Kissing Tybalt is an activity I used to fantasize about, back when repression and denial were my only bedfellows. These days, it’s something I get to do, and reality has never disappointed. He kissed me slow and languid, like he was in no hurry, like there was nothing in the world he would rather be doing. I knew that wasn’t entirely true—there were plenty of things he liked to do with me that didn’t involve kissing, largely because our mouths were otherwise occupied—but that sort of focus was undeniably exciting. I shifted in his lap, pulling myself closer, easing my arms around him, until we were necking on my living
room couch like a pair of teenagers.
That was nice, too, and definitely a point in favor of my increased alcohol tolerance. In the old days, I would either have passed out already, or be nursing my third cup of coffee as I attempted to combat the impending hangover. Instead, I was awake, alert, and raring to go.
Tybalt was smiling when he broke away, leaning forward just enough to rest his forehead against mine. “I take it the party went well?” he asked.
“The Luidaeg showed up.”
He blinked. “That raises more questions than it answers, I think.”
“She sang. It was possibly the weirdest thing I have ever seen. But she was pretty good. It was fun. I wish you could have been there.”
“The entire point of the bachelorette party is for the bride-to-be to get out and explore the nightlife without her betrothed on her arm. My presence would have confused the issue. Besides, I have no doubt your lovely Lady Fetch would have demanded I sing also, and I had no desire to make a public spectacle of myself.” He settled back into the cushions, smiling at me languidly. “Well, then, bride-to-be? Did you find yourself a finer suitor during your night of freedom? Am I to be cast aside, never again to know the safe haven of your arms?”
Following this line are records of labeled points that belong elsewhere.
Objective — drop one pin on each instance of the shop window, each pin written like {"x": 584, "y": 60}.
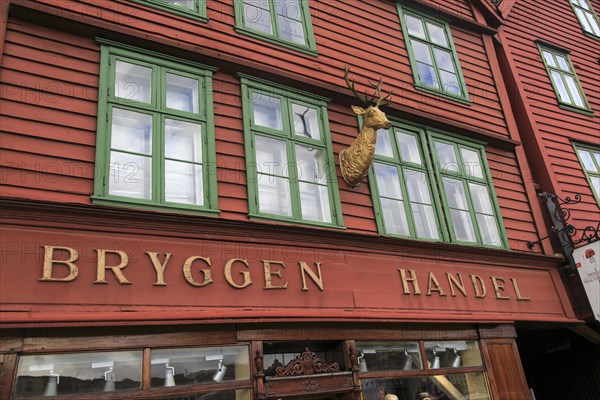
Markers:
{"x": 432, "y": 54}
{"x": 155, "y": 146}
{"x": 284, "y": 22}
{"x": 291, "y": 174}
{"x": 452, "y": 370}
{"x": 587, "y": 17}
{"x": 413, "y": 197}
{"x": 590, "y": 160}
{"x": 195, "y": 9}
{"x": 564, "y": 79}
{"x": 223, "y": 371}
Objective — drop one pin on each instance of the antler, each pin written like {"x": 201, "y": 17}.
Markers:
{"x": 381, "y": 101}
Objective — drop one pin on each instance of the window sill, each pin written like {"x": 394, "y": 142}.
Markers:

“You’re a nerd,” I said, and swatted him in the arm. “You seemed all cool and mysterious back when I was afraid of you, but I’m not afraid of you anymore, and I can see clearly that you are a nerd.”
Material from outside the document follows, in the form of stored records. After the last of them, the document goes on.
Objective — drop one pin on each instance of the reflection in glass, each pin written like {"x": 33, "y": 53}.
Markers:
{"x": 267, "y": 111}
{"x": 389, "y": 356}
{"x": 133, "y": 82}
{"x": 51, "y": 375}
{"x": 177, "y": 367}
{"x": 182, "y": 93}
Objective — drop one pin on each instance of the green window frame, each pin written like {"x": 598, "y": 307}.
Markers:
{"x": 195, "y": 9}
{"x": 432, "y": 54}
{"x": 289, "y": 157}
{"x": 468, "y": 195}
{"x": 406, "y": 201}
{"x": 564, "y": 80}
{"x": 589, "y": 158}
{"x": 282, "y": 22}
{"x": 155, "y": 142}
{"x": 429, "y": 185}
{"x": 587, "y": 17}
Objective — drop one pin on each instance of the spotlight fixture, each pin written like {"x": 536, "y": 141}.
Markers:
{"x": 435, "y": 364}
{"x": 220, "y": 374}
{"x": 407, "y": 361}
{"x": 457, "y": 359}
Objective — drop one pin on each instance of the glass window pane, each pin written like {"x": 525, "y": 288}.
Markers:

“I never denied it,” he said, and leaned in to kiss me again.
The doorbell rang. We both froze.
The doorbell ringing isn’t that unusual. In addition to serving as a knight errant and hero of the realm, I still work as a mortal P.I., handling cheating spouses, small thefts, and the occasional custody dispute. Since I don’t have an office, my clients come to the house, and people who want to hire a private investigator aren’t usually bound by normal business hours. I’ve had human clients show up as late as one o’clock in the morning. Fae are largely nocturnal and have been known to show up at two or three, apologizing for the proximity to dawn, but fully expecting me to be awake.